Today I faced a giant and conquered. As I sat here and contemplated this giant, I realized that it really wasn’t a giant at all. But how did I come to believe it was?

This “giant”, was something that needed to be done. I had no clue how to do it. It made me feel ignorant, inadequate, and incapable of getting it done. So I looked to outside help instead of waiting for God to direct my steps. By doing this, I found help, the wrong help. But my stubbornness didn’t stop me from searching for help again and again. Making the same mistake over and over. This only grew the giant until it towered over me, laughing at me that it was getting the best of me.

I can’t tell you how much this giant of a burden plagued me. Kept me awake at night because I felt so helpless because of how clueless I was to do this myself. This led to some anger towards God on my part. “If YOU are asking this of me, then how come YOU are not providing the help I need? The direction? The way? I am failing over and over in my efforts and it’s only making me more discouraged and upset.” 

This kind of anger felt so justified at the moment, but it only encouraged the giant to grow bigger, and laugh stronger, especially at the fact that it now was creating anger in me toward God.

I looked at my giant, at every single angel. Found so many ways to tackle it, but the stone never hit the mark. The more I tried, the more defeated I became.

Today, the stone hit the mark and the giant fell.

I look back and see that I had something in me that was a giant creator. Now let me explain. What had to be done was real, but how I was facing it, how I was experiencing it, what I was believing about this task is what became a giant. And that giant was intimidating, terrifying, felt over my head in knowledge and understanding. My fear was the giant, NOT THE TASK.

When you are called into Standing for your spouse’s healing and restored relationship to God and marriage, you can face this fear giant.
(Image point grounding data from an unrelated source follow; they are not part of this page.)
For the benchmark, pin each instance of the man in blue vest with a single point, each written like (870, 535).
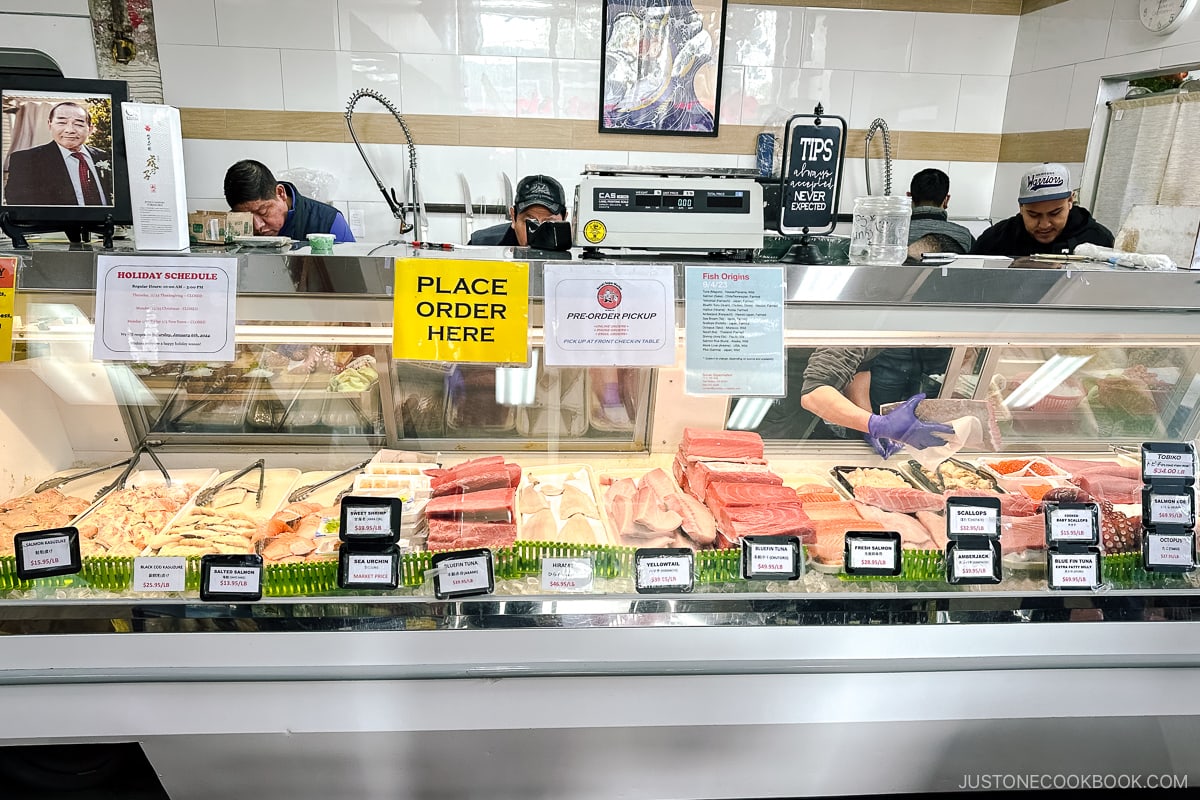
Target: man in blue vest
(279, 208)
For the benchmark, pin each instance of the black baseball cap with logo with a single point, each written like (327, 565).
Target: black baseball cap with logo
(540, 190)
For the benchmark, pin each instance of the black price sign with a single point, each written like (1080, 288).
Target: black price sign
(1169, 551)
(811, 181)
(771, 558)
(371, 519)
(47, 553)
(1073, 569)
(231, 577)
(664, 570)
(367, 569)
(873, 553)
(463, 573)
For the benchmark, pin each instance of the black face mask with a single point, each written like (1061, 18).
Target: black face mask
(553, 235)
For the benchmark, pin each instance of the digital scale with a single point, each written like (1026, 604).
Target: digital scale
(667, 209)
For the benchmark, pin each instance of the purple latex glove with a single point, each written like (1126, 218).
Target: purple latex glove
(885, 447)
(901, 426)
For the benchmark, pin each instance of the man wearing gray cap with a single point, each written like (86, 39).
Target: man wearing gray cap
(1049, 221)
(539, 198)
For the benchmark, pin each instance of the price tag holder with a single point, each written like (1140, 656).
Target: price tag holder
(972, 560)
(569, 575)
(660, 570)
(972, 517)
(234, 578)
(367, 567)
(47, 553)
(371, 519)
(161, 573)
(873, 553)
(1168, 505)
(1169, 551)
(1073, 569)
(1169, 462)
(1072, 523)
(772, 558)
(463, 573)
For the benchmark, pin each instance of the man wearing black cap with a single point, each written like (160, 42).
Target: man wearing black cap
(539, 198)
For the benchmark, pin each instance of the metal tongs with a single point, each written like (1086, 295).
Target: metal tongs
(209, 494)
(305, 491)
(135, 459)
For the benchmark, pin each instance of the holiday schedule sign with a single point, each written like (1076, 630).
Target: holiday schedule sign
(168, 308)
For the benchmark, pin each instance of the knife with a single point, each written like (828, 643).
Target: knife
(468, 218)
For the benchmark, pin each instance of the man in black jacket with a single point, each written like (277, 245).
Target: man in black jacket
(279, 208)
(1049, 221)
(538, 197)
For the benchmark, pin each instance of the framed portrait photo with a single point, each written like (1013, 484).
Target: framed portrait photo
(660, 66)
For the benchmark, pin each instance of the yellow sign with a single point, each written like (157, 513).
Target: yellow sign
(461, 311)
(594, 232)
(7, 302)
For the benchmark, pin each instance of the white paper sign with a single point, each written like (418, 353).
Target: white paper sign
(973, 564)
(972, 519)
(169, 308)
(234, 579)
(607, 316)
(1169, 551)
(159, 575)
(1072, 524)
(369, 567)
(1168, 464)
(1170, 509)
(567, 575)
(46, 553)
(871, 554)
(1074, 571)
(154, 149)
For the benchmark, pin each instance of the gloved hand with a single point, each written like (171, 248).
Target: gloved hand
(901, 426)
(885, 447)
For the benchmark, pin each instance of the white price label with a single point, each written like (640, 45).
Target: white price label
(871, 554)
(1074, 570)
(1170, 509)
(159, 573)
(972, 519)
(567, 575)
(1159, 464)
(369, 567)
(973, 564)
(1073, 524)
(46, 553)
(235, 579)
(463, 575)
(664, 572)
(367, 521)
(773, 559)
(1170, 551)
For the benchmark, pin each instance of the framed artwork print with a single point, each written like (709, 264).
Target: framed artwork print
(661, 66)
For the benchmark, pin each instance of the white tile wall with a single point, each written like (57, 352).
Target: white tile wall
(67, 40)
(221, 77)
(185, 22)
(299, 24)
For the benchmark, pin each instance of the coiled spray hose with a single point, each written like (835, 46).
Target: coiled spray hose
(879, 125)
(397, 210)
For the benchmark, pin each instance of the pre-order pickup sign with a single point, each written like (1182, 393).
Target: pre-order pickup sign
(450, 310)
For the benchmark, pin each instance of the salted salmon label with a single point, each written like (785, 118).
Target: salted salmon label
(449, 310)
(7, 305)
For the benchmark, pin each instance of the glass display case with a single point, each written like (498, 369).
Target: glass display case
(1072, 366)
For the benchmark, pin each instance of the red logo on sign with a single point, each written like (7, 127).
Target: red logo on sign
(609, 295)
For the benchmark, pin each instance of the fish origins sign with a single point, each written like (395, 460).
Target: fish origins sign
(814, 152)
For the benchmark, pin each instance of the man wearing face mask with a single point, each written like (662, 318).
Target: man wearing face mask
(1049, 221)
(539, 198)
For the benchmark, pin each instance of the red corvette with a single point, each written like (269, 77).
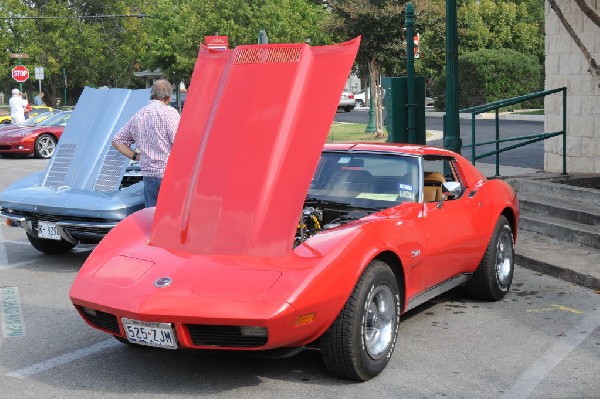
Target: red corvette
(39, 140)
(264, 241)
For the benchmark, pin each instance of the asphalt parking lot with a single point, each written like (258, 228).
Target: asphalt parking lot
(541, 341)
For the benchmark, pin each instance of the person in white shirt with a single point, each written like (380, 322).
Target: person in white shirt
(17, 108)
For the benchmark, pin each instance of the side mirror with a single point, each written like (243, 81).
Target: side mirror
(452, 189)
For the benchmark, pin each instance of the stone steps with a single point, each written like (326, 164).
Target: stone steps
(559, 230)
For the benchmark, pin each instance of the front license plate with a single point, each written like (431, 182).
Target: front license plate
(149, 333)
(48, 230)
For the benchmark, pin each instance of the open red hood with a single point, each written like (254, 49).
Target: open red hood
(255, 121)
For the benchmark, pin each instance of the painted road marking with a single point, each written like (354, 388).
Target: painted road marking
(3, 257)
(13, 265)
(18, 242)
(13, 324)
(538, 371)
(556, 307)
(63, 359)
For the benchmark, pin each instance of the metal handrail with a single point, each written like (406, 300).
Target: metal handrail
(495, 106)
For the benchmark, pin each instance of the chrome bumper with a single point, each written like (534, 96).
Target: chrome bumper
(69, 230)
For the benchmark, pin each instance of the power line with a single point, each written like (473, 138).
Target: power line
(110, 16)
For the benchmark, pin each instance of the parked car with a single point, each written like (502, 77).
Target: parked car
(361, 101)
(33, 121)
(88, 186)
(175, 102)
(39, 140)
(38, 109)
(361, 98)
(347, 101)
(294, 244)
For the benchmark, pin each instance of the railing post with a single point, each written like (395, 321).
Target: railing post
(473, 138)
(410, 73)
(497, 143)
(564, 130)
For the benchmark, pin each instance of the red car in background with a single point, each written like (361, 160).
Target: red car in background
(39, 140)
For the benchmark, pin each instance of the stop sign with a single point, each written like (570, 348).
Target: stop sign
(20, 73)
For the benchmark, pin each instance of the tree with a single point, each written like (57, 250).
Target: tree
(177, 36)
(380, 23)
(65, 38)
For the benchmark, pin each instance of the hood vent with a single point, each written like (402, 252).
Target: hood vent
(262, 55)
(109, 177)
(59, 166)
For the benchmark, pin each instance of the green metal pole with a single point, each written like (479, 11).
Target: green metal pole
(410, 73)
(65, 76)
(371, 126)
(452, 140)
(262, 37)
(497, 142)
(564, 131)
(20, 83)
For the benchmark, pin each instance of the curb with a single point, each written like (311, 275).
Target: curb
(584, 280)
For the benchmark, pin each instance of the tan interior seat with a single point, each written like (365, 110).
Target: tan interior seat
(432, 190)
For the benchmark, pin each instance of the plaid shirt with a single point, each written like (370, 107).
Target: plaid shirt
(153, 130)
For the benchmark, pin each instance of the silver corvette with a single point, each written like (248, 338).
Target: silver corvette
(88, 186)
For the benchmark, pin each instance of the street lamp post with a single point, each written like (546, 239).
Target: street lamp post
(452, 140)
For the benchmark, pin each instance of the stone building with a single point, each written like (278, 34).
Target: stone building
(572, 61)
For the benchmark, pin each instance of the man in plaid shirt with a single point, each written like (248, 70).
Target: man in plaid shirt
(153, 130)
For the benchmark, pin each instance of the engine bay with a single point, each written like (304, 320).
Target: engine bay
(326, 215)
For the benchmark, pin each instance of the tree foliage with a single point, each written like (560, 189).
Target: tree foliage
(177, 35)
(486, 75)
(106, 51)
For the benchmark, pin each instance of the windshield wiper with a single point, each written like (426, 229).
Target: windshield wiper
(341, 204)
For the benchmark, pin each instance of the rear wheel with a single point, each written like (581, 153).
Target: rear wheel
(51, 247)
(360, 342)
(493, 277)
(44, 146)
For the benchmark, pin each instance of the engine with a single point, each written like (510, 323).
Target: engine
(317, 219)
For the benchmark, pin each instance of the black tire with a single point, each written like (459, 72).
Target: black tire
(50, 247)
(44, 146)
(493, 277)
(353, 347)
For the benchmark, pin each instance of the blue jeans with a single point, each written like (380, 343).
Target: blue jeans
(151, 188)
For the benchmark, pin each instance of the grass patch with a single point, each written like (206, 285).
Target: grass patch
(341, 132)
(351, 132)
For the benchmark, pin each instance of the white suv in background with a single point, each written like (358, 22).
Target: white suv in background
(347, 101)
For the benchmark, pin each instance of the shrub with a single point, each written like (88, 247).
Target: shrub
(485, 76)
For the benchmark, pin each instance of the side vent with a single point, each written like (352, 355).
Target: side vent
(263, 55)
(59, 166)
(109, 177)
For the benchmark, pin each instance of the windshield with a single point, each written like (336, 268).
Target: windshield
(59, 119)
(34, 120)
(370, 180)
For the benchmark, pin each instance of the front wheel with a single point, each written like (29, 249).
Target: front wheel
(493, 277)
(50, 247)
(44, 146)
(360, 342)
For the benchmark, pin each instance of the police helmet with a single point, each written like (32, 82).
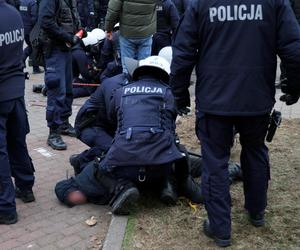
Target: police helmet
(89, 40)
(99, 34)
(154, 65)
(166, 53)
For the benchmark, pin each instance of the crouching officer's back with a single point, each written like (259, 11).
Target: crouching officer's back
(59, 20)
(14, 158)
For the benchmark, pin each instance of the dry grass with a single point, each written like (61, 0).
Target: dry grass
(155, 226)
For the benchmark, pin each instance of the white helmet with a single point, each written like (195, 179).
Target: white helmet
(151, 65)
(166, 53)
(90, 39)
(99, 34)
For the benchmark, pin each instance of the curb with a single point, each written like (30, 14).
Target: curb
(116, 233)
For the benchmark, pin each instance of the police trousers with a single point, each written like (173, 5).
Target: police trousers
(215, 134)
(14, 158)
(58, 80)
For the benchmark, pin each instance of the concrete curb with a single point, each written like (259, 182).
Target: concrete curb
(116, 233)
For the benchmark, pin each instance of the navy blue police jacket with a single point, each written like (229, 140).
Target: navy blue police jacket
(12, 81)
(28, 11)
(234, 46)
(99, 103)
(167, 16)
(145, 114)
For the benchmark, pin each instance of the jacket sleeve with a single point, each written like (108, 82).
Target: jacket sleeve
(47, 13)
(288, 43)
(174, 16)
(185, 47)
(113, 14)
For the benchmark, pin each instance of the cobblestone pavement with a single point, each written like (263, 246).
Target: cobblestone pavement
(46, 224)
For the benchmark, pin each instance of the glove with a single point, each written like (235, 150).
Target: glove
(289, 99)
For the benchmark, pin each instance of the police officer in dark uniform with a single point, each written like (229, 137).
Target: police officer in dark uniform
(234, 46)
(14, 158)
(167, 21)
(59, 20)
(28, 10)
(92, 124)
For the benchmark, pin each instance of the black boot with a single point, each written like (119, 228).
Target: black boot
(37, 88)
(8, 219)
(125, 197)
(67, 129)
(190, 189)
(55, 141)
(169, 193)
(257, 219)
(75, 163)
(25, 195)
(37, 70)
(220, 242)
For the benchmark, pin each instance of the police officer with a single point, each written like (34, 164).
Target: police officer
(59, 20)
(92, 124)
(234, 45)
(28, 10)
(14, 157)
(167, 21)
(85, 60)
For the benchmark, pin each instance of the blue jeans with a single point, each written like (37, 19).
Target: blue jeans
(134, 48)
(58, 80)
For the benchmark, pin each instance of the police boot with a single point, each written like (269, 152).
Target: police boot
(190, 189)
(235, 172)
(25, 195)
(37, 88)
(67, 129)
(37, 70)
(55, 141)
(220, 241)
(169, 192)
(125, 196)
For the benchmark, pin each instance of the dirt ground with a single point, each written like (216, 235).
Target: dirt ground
(155, 226)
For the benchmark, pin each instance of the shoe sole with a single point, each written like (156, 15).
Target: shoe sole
(123, 203)
(56, 148)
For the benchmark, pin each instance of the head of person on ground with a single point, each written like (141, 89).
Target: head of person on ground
(234, 47)
(137, 25)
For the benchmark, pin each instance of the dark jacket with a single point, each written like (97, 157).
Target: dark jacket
(60, 20)
(28, 10)
(137, 17)
(145, 113)
(296, 7)
(235, 54)
(167, 16)
(12, 81)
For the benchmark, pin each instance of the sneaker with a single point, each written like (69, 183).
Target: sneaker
(8, 219)
(67, 129)
(257, 219)
(220, 242)
(25, 195)
(56, 142)
(124, 201)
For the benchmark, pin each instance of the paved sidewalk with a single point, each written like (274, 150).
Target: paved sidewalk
(46, 224)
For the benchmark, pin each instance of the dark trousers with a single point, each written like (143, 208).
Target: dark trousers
(58, 80)
(215, 134)
(14, 158)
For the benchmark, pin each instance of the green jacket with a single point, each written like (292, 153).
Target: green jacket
(137, 18)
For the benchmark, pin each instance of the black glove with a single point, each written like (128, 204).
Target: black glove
(289, 99)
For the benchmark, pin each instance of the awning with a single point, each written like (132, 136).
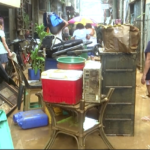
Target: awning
(10, 3)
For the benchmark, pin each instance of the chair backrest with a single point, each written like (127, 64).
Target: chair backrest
(21, 75)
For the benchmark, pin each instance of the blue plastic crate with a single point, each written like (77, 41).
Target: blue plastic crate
(31, 119)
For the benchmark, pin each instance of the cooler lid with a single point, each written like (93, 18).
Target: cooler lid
(59, 74)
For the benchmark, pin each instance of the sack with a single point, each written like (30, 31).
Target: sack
(55, 23)
(121, 38)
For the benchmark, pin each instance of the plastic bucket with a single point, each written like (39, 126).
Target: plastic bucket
(71, 63)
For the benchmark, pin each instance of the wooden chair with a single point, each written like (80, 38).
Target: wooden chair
(78, 127)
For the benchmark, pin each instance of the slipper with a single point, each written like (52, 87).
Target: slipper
(146, 118)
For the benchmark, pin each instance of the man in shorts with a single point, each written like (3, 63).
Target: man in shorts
(146, 74)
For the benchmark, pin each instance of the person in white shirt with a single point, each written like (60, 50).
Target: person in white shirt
(80, 33)
(4, 50)
(93, 38)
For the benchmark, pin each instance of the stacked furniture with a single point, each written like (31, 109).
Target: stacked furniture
(119, 72)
You can be intimidated, bullied, harassed, laughed at, and mocked. When you look at what you are doing, what you are facing, what you are being asked to die to self over and over about, a fear of “Can I do this? Am I capable of handling this for however long it takes” can rise up.

Many Standers hear that I stood for 7 years and say “I could never do that.” Or they hear that God asked me to not ask my husband to leave our home while he was having an affair,  and say “I could never do that.” 

A choice to believe the lie “I could never do that,” is the place where giants are born!

The place where we face our worst fears and determine, “You can’t. You won’t. It’s not fair and I just will NOT.” There were many reasons we create giants. We don’t want to go through the pain of waiting, the pain of enduring the suffering because we don’t know how, we don’t feel it’s fair, or we don’t feel it’s worth it.

Sometimes giants are created not because of our lack of want, but lack of worth, confidence. Or lack of understanding, faith, or trust in God.

Do you have a giant? Is there a circumstance in your Stand that has grown to towering proportions and caused you to believe it’s not obtainable or defeatable?

  • Do you believe what you have done is unforgivable and that giant is there to remind you daily this is your fault?
  • Do you believe what your spouse has done has broken your trust, and you could never regain it? That the damage is beyond repair?
  • Do you believe your spouse loves the other person, their new life, has created ties with them that can’t be broken or let go of?
  • Do you believe the other person is everything your spouse has always wanted, and no way could you ever be what your spouse wants?

Giants are liars. They are bullies. They are intimidators. They are as big as your fears allow, but they are NOT IMPOSSIBLES! The first step to defeating them is realizing what they are, a LIE. And then learning the truth, and making the choice to stand firm on the truth, believe in it.

Fix what created the giant and the stone will hit the mark.

Fix the fear, the jealousy, the unworthiness, the root of rejection, the insecurities, the lack of trust in God, the unbelief. The impatience, lack of faith, trying to control.

And that  GIANT WILL FALL!

All your answers are in the Word. All the solutions to your giant creator will be overcome by YOUR CREATOR!

 say to those with fearful hearts, “Be strong, do not fear; your God will come, he will come with vengeance; with divine retribution he will come to save you.” Isaiah 35:4

May the truth of the Word of God set you free!